Le chiffre donné pour la TIPP est de 1 269 millions d'euros en 2008, mais doit être minoré dans la mesure où il n'est pas tenu compte des réductions prévues par le présent projet de loi de finance pour 2006.
Les évaluations communiquées par les entreprises du secteur, qui doivent bien sûr être prises avec la prudence nécessaire, sont différentes et prévoient, pour leur part, 245 millions d'euros pour la TGAP et 123 millions d'euros au titre de la TIPP en 2006 et, avec l'hypothèse d'un prix de baril stable, 2 788 millions d'euros pour la TGAP et 855 millions d'euros pour la TIPP en 2008, soit une diminution des recettes de l'État au titre de la TIPP et de la TGAP pétrolière de 368 millions d'euros en 2006 et de 3 643 millions d'euros en 2008.

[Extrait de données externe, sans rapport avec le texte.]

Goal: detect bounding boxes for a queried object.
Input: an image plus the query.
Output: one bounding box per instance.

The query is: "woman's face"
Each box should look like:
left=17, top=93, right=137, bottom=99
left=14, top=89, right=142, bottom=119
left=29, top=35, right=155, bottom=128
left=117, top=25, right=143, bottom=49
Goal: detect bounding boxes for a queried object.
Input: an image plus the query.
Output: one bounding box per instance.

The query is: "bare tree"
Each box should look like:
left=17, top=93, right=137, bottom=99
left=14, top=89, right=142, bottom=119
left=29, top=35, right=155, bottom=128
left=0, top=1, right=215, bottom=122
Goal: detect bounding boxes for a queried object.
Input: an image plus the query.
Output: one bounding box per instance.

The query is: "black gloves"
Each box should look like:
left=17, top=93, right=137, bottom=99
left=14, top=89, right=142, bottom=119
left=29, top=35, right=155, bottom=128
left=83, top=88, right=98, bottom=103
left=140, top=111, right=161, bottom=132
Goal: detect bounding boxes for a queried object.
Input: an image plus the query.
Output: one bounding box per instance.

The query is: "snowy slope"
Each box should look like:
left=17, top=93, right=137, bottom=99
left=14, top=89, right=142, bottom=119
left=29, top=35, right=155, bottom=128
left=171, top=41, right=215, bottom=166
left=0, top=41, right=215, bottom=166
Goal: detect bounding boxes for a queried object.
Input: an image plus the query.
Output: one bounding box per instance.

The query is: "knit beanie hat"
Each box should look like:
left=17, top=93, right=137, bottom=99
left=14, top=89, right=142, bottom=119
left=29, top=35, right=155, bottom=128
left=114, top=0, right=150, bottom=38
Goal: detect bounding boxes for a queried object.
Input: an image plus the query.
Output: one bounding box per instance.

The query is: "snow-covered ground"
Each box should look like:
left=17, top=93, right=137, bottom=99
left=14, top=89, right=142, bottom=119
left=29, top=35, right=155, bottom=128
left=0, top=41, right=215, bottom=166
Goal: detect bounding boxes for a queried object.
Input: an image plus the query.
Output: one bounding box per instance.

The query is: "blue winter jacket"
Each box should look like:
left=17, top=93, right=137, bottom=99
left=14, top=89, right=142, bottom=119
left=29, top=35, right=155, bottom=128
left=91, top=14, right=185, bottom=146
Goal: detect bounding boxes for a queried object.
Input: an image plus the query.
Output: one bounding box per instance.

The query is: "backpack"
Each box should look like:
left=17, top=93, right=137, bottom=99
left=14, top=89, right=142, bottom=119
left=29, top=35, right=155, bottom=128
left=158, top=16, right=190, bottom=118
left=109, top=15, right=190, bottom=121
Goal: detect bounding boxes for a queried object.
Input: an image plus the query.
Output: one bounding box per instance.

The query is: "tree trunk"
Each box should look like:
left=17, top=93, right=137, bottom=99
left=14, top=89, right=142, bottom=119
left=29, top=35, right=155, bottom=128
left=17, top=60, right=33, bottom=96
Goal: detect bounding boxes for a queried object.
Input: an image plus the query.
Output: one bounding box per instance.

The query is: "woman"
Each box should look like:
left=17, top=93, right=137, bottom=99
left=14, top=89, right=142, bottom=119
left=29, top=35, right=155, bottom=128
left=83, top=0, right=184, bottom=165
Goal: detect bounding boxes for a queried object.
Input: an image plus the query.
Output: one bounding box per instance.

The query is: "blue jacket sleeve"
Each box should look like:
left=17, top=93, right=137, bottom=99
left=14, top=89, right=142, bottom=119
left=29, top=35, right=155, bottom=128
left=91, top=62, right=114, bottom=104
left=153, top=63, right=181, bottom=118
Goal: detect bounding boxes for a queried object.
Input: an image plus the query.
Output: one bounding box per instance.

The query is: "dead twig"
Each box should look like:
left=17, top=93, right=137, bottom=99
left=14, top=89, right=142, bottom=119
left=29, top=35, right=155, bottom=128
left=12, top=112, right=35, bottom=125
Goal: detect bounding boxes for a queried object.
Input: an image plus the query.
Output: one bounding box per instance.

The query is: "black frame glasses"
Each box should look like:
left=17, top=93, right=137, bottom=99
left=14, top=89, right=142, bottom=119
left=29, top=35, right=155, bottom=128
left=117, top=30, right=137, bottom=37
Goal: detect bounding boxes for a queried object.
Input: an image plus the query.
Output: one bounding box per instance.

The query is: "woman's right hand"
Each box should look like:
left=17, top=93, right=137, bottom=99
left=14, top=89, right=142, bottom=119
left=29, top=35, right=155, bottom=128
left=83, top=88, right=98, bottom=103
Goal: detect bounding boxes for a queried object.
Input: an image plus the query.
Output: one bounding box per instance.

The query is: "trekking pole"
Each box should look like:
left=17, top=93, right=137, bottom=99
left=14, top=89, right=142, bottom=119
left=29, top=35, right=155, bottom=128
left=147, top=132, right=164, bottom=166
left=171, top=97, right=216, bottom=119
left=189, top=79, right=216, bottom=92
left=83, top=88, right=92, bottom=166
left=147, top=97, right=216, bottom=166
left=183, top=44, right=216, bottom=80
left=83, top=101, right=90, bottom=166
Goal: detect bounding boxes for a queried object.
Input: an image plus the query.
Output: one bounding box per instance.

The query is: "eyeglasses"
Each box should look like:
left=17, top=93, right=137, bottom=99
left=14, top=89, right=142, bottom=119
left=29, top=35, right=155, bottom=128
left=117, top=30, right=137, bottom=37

Je souligne ces chiffres, fondés néanmoins sur des estimations incertaines, pour rappeler l'importance de la politique nationale menée en faveur des biocarburants. C'est une grande politique nationale et nous acceptons un coût élevé.
Il est important, monsieur le ministre, que ces estimations soient affinées et complétées. Il est indispensable de connaître l'effort réellement consenti par l'État ainsi que les conséquences sur l'environnement, d'évaluer la charge à la pompe reportée sur les consommateurs et de mesurer les effets supportés, en terme de concurrence notamment, et les bénéfices tirés de ces dispositifs par les sociétés pétrolières et par les unités de production de biocarburants.
A partir de là, le souci de la commission des finances est de veiller à l'équité entre les filières et au développement de l'innovation technologique en faisant entrer dans la famille des biocarburants de nouveaux produits ; nous devons également être particulièrement attentifs à la cohérence de l'ensemble de ces dispositifs. En d'autres termes, il convient de faire en sorte que le Parlement soit pleinement responsable de tout ce secteur pour les décisions qui sont de sa compétence et, après avoir entendu les professionnels, qu'il garde une nécessaire indépendance par rapport à ces derniers.